We will use substantially all of the net proceeds of the public offering and from the private placement, and interest income earned on the funds in the trust account, to acquire a target business, including identifying and evaluating prospective acquisition candidates, selecting the target business, and structuring, negotiating and consummating the business combination. Costs and expenses incurred prior to the consummation of a business combination, including those that relate to a business combination that is not consummated, will be paid from the interest earned on funds held in the trust account (to the extent such interest is released to us). To the extent that our capital stock is used in whole or in part as consideration to effect a business combination, the proceeds held in the trust account as well as any other net proceeds not expended will be used to finance the operations of the target business.
We believe that the funds available to us from interest income earned on the trust account ($1,825,000) will be sufficient to allow us to operate for at least 24 months or March 2009, assuming that a business combination is not consummated during that time. Over this time period, the following estimated expenditures are anticipated: $400,000 of expenses for legal, accounting and other expenses attendant to the structuring, negotiating and consummation of a business combination, $500,000 of expenses for identification, evaluation and due diligence investigation of a target business, $180,000 for administrative services and support payable to an affiliated third party ($7,500 per month for 24 months), $100,000 of expenses in legal and accounting fees relating to our SEC reporting obligations, $150,000 for directors' and officers' liability insurance and $495,000 for general working capital that will be used for miscellaneous expenses and reserves, deferred legal fees of $90,000, costs of dissolution and liquidation and reserves, if any, which we currently estimate to be approximately $50,000 to $75,000, potential deposits, down payments or funding of a "no-shop" provision in connection with a particular business combination and key-man insurance.

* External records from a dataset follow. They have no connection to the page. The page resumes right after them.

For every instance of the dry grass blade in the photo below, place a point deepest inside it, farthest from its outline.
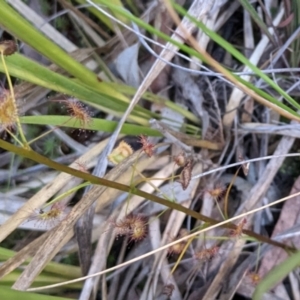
(57, 236)
(46, 193)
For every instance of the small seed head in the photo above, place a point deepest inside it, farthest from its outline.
(8, 110)
(120, 153)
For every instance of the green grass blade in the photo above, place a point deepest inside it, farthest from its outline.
(234, 52)
(23, 30)
(95, 124)
(9, 294)
(276, 274)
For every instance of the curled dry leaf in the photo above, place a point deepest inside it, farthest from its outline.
(180, 159)
(218, 192)
(236, 233)
(8, 110)
(178, 248)
(254, 277)
(206, 254)
(186, 174)
(168, 290)
(134, 226)
(120, 153)
(147, 147)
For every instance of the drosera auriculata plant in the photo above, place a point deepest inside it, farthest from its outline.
(122, 151)
(147, 147)
(179, 247)
(236, 233)
(134, 226)
(206, 254)
(52, 215)
(9, 114)
(186, 174)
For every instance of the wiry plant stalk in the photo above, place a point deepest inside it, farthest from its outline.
(3, 51)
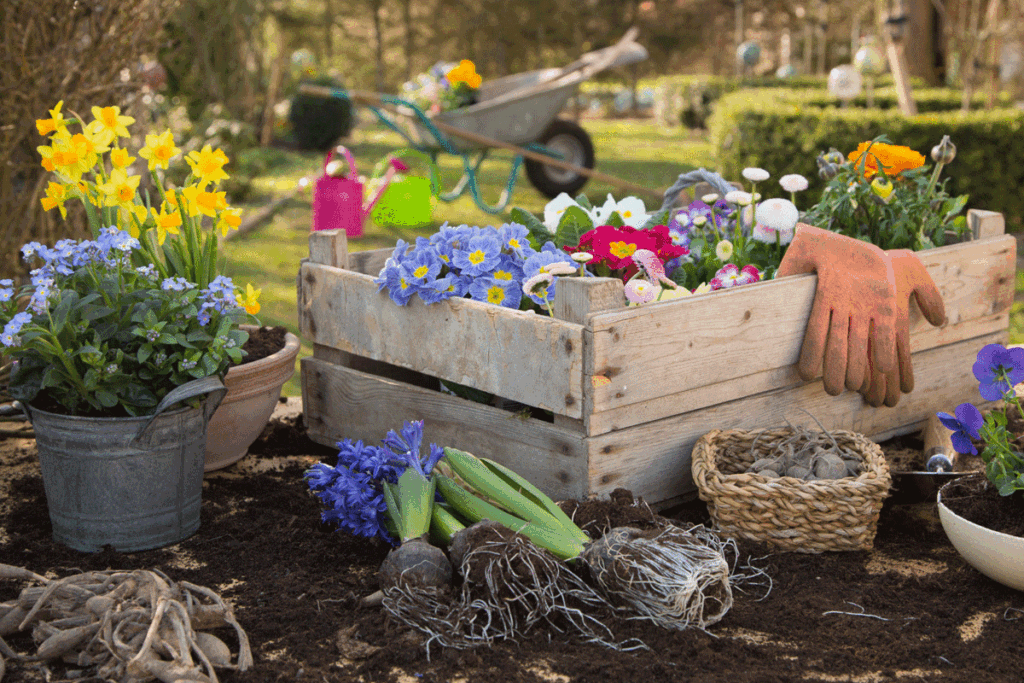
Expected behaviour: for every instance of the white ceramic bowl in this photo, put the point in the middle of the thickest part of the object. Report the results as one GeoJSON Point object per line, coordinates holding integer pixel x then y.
{"type": "Point", "coordinates": [998, 556]}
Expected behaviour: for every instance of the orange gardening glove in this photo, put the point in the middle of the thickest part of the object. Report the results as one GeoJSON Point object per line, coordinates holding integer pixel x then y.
{"type": "Point", "coordinates": [852, 328]}
{"type": "Point", "coordinates": [911, 279]}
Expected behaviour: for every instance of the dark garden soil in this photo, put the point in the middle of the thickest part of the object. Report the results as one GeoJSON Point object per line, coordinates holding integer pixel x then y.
{"type": "Point", "coordinates": [263, 342]}
{"type": "Point", "coordinates": [909, 610]}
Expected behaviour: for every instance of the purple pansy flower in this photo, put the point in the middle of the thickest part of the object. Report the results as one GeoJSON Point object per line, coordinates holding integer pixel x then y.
{"type": "Point", "coordinates": [965, 425]}
{"type": "Point", "coordinates": [998, 370]}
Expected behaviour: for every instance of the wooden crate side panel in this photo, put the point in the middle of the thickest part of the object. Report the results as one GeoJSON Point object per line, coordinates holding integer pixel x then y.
{"type": "Point", "coordinates": [659, 349]}
{"type": "Point", "coordinates": [776, 378]}
{"type": "Point", "coordinates": [529, 358]}
{"type": "Point", "coordinates": [653, 460]}
{"type": "Point", "coordinates": [340, 402]}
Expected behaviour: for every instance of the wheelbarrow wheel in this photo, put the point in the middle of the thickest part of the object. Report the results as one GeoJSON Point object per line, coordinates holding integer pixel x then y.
{"type": "Point", "coordinates": [574, 145]}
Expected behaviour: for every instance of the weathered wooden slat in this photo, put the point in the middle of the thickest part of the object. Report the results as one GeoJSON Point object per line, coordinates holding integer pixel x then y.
{"type": "Point", "coordinates": [653, 459]}
{"type": "Point", "coordinates": [369, 262]}
{"type": "Point", "coordinates": [985, 223]}
{"type": "Point", "coordinates": [662, 349]}
{"type": "Point", "coordinates": [329, 248]}
{"type": "Point", "coordinates": [777, 378]}
{"type": "Point", "coordinates": [340, 402]}
{"type": "Point", "coordinates": [534, 359]}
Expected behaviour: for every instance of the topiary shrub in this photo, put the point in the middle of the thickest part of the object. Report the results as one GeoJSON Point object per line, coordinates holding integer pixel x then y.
{"type": "Point", "coordinates": [318, 122]}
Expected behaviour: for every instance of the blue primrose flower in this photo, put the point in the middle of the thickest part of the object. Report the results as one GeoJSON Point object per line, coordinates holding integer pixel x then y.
{"type": "Point", "coordinates": [506, 293]}
{"type": "Point", "coordinates": [479, 255]}
{"type": "Point", "coordinates": [965, 425]}
{"type": "Point", "coordinates": [998, 370]}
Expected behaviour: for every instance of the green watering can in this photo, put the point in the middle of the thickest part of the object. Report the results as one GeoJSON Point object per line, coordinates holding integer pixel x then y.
{"type": "Point", "coordinates": [409, 200]}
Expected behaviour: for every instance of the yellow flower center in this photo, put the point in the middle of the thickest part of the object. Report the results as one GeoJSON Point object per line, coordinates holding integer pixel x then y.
{"type": "Point", "coordinates": [622, 249]}
{"type": "Point", "coordinates": [496, 295]}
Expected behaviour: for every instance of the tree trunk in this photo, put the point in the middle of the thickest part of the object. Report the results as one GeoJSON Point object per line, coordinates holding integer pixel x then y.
{"type": "Point", "coordinates": [377, 6]}
{"type": "Point", "coordinates": [407, 18]}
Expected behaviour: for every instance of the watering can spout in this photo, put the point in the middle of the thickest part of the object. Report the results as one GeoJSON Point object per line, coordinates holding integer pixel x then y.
{"type": "Point", "coordinates": [395, 166]}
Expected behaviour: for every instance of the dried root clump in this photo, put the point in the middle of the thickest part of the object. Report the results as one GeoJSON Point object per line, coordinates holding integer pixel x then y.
{"type": "Point", "coordinates": [807, 455]}
{"type": "Point", "coordinates": [676, 578]}
{"type": "Point", "coordinates": [130, 626]}
{"type": "Point", "coordinates": [509, 585]}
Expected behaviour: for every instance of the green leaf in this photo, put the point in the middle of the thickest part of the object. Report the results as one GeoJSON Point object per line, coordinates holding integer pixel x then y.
{"type": "Point", "coordinates": [95, 312]}
{"type": "Point", "coordinates": [538, 232]}
{"type": "Point", "coordinates": [574, 222]}
{"type": "Point", "coordinates": [107, 398]}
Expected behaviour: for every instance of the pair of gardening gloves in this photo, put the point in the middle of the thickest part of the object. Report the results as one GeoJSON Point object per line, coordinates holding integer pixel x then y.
{"type": "Point", "coordinates": [860, 319]}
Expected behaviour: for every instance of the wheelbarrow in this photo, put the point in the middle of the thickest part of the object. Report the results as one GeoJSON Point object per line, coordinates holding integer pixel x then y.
{"type": "Point", "coordinates": [515, 113]}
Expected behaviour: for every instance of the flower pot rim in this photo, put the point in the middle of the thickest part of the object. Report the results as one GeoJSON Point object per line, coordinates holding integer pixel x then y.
{"type": "Point", "coordinates": [292, 344]}
{"type": "Point", "coordinates": [974, 525]}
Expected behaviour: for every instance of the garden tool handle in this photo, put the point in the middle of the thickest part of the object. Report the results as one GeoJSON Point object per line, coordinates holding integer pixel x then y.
{"type": "Point", "coordinates": [415, 154]}
{"type": "Point", "coordinates": [348, 158]}
{"type": "Point", "coordinates": [207, 385]}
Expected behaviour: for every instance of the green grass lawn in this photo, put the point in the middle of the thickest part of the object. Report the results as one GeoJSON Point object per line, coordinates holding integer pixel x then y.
{"type": "Point", "coordinates": [268, 257]}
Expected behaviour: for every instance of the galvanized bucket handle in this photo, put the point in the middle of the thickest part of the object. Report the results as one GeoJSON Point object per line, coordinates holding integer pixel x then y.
{"type": "Point", "coordinates": [208, 385]}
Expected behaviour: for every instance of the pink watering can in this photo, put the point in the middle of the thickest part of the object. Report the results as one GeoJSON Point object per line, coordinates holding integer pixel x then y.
{"type": "Point", "coordinates": [338, 197]}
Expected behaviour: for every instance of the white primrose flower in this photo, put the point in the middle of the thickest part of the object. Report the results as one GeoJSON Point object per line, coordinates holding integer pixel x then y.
{"type": "Point", "coordinates": [755, 174]}
{"type": "Point", "coordinates": [632, 210]}
{"type": "Point", "coordinates": [554, 209]}
{"type": "Point", "coordinates": [794, 182]}
{"type": "Point", "coordinates": [738, 197]}
{"type": "Point", "coordinates": [641, 291]}
{"type": "Point", "coordinates": [777, 214]}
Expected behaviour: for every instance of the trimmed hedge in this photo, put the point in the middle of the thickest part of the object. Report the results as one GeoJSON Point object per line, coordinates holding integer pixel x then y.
{"type": "Point", "coordinates": [690, 98]}
{"type": "Point", "coordinates": [783, 132]}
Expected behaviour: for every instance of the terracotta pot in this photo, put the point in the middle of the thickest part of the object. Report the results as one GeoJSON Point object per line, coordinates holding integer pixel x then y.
{"type": "Point", "coordinates": [998, 556]}
{"type": "Point", "coordinates": [253, 390]}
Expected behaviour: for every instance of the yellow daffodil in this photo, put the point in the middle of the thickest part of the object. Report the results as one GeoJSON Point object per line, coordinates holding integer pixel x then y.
{"type": "Point", "coordinates": [199, 201]}
{"type": "Point", "coordinates": [133, 215]}
{"type": "Point", "coordinates": [120, 188]}
{"type": "Point", "coordinates": [229, 219]}
{"type": "Point", "coordinates": [54, 123]}
{"type": "Point", "coordinates": [159, 150]}
{"type": "Point", "coordinates": [251, 299]}
{"type": "Point", "coordinates": [120, 158]}
{"type": "Point", "coordinates": [207, 164]}
{"type": "Point", "coordinates": [56, 194]}
{"type": "Point", "coordinates": [167, 221]}
{"type": "Point", "coordinates": [110, 124]}
{"type": "Point", "coordinates": [69, 156]}
{"type": "Point", "coordinates": [464, 73]}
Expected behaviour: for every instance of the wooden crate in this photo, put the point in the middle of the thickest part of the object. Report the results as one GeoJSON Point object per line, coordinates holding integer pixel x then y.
{"type": "Point", "coordinates": [631, 390]}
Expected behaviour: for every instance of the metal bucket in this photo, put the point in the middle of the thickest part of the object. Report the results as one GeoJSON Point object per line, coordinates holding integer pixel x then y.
{"type": "Point", "coordinates": [133, 483]}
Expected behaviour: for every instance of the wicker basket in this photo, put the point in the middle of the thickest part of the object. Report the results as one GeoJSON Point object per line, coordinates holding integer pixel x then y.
{"type": "Point", "coordinates": [790, 513]}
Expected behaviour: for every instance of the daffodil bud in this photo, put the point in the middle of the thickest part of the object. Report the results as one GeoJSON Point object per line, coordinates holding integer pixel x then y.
{"type": "Point", "coordinates": [827, 170]}
{"type": "Point", "coordinates": [835, 157]}
{"type": "Point", "coordinates": [944, 152]}
{"type": "Point", "coordinates": [883, 187]}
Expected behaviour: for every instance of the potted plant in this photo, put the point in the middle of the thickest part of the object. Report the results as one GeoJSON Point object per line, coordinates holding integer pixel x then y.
{"type": "Point", "coordinates": [111, 361]}
{"type": "Point", "coordinates": [983, 515]}
{"type": "Point", "coordinates": [177, 229]}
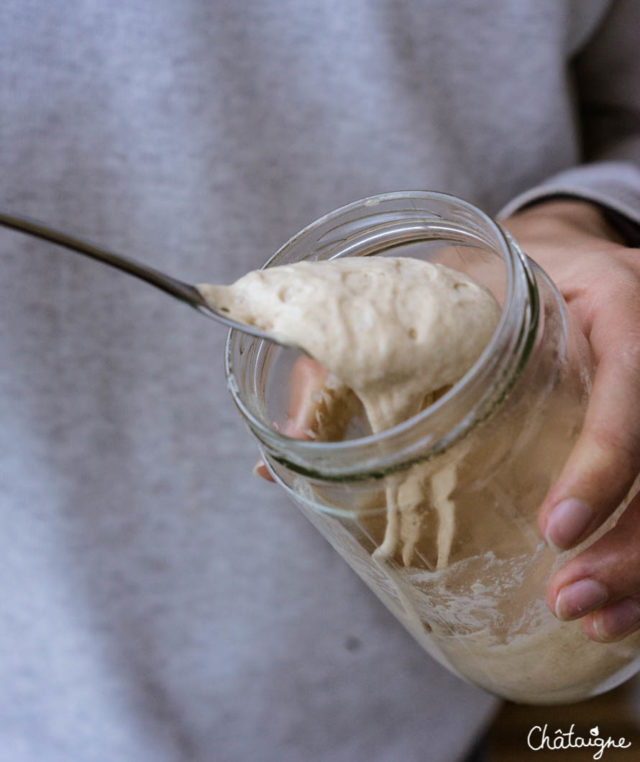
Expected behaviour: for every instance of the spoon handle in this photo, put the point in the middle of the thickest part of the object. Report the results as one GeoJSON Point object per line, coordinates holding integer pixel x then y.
{"type": "Point", "coordinates": [183, 291]}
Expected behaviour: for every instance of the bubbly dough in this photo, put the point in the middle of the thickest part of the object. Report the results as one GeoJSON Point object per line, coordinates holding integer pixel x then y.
{"type": "Point", "coordinates": [396, 331]}
{"type": "Point", "coordinates": [393, 329]}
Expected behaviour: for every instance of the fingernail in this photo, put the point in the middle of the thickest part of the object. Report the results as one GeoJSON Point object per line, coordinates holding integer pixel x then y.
{"type": "Point", "coordinates": [579, 598]}
{"type": "Point", "coordinates": [617, 620]}
{"type": "Point", "coordinates": [261, 470]}
{"type": "Point", "coordinates": [568, 522]}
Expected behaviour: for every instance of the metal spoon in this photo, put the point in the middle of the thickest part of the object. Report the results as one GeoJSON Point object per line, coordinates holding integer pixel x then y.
{"type": "Point", "coordinates": [184, 291]}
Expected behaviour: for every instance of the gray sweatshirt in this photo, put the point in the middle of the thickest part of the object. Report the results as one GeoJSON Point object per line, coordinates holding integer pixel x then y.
{"type": "Point", "coordinates": [158, 604]}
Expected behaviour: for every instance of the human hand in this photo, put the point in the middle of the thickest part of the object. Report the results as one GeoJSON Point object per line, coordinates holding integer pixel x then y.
{"type": "Point", "coordinates": [600, 281]}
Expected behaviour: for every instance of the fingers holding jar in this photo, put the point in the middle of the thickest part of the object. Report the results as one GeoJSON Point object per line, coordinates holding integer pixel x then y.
{"type": "Point", "coordinates": [601, 585]}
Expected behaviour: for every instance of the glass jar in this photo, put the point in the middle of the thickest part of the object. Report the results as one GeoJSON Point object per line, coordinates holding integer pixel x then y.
{"type": "Point", "coordinates": [471, 470]}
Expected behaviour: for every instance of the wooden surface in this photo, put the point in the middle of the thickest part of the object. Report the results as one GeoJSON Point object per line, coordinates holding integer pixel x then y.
{"type": "Point", "coordinates": [615, 714]}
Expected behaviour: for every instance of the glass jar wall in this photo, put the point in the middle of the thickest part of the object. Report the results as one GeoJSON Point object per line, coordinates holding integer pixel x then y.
{"type": "Point", "coordinates": [438, 515]}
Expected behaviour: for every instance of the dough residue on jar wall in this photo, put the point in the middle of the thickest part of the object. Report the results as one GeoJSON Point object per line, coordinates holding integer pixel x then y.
{"type": "Point", "coordinates": [397, 331]}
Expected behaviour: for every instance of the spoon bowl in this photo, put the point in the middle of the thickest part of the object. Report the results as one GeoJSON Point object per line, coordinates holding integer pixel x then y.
{"type": "Point", "coordinates": [185, 292]}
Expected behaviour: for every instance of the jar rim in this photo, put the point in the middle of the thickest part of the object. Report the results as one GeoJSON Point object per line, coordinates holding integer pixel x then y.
{"type": "Point", "coordinates": [520, 302]}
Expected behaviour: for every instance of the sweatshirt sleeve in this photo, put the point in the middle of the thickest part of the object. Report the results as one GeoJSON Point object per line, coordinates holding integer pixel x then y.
{"type": "Point", "coordinates": [605, 74]}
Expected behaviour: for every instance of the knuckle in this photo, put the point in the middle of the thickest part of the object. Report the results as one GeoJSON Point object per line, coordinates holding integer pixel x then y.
{"type": "Point", "coordinates": [620, 447]}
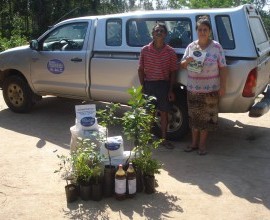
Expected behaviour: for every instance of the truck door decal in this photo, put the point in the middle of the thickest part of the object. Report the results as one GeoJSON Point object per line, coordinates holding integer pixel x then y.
{"type": "Point", "coordinates": [55, 66]}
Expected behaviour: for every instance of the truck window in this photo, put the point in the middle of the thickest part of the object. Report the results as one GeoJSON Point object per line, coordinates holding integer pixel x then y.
{"type": "Point", "coordinates": [259, 35]}
{"type": "Point", "coordinates": [114, 32]}
{"type": "Point", "coordinates": [66, 37]}
{"type": "Point", "coordinates": [139, 32]}
{"type": "Point", "coordinates": [224, 30]}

We do not believe we will need to raise additional funds in order to meet the expenditures required for operating our business prior to consummating a business combination. However, we may need to raise additional funds through a private offering of debt or equity securities if such funds are required to consummate a business combination.
In addition to the above described allocation of interest accrued on the trust account, at June 30, 2008, we had funds aggregating $14,558 held outside of the trust account.
Off-Balance Sheet Arrangements
We do not have any off-balance sheet arrangements.
Contractual Obligations
We do not have any long-term debt, capital lease obligations, operating lease obligations, purchase obligations or other long-term liabilities.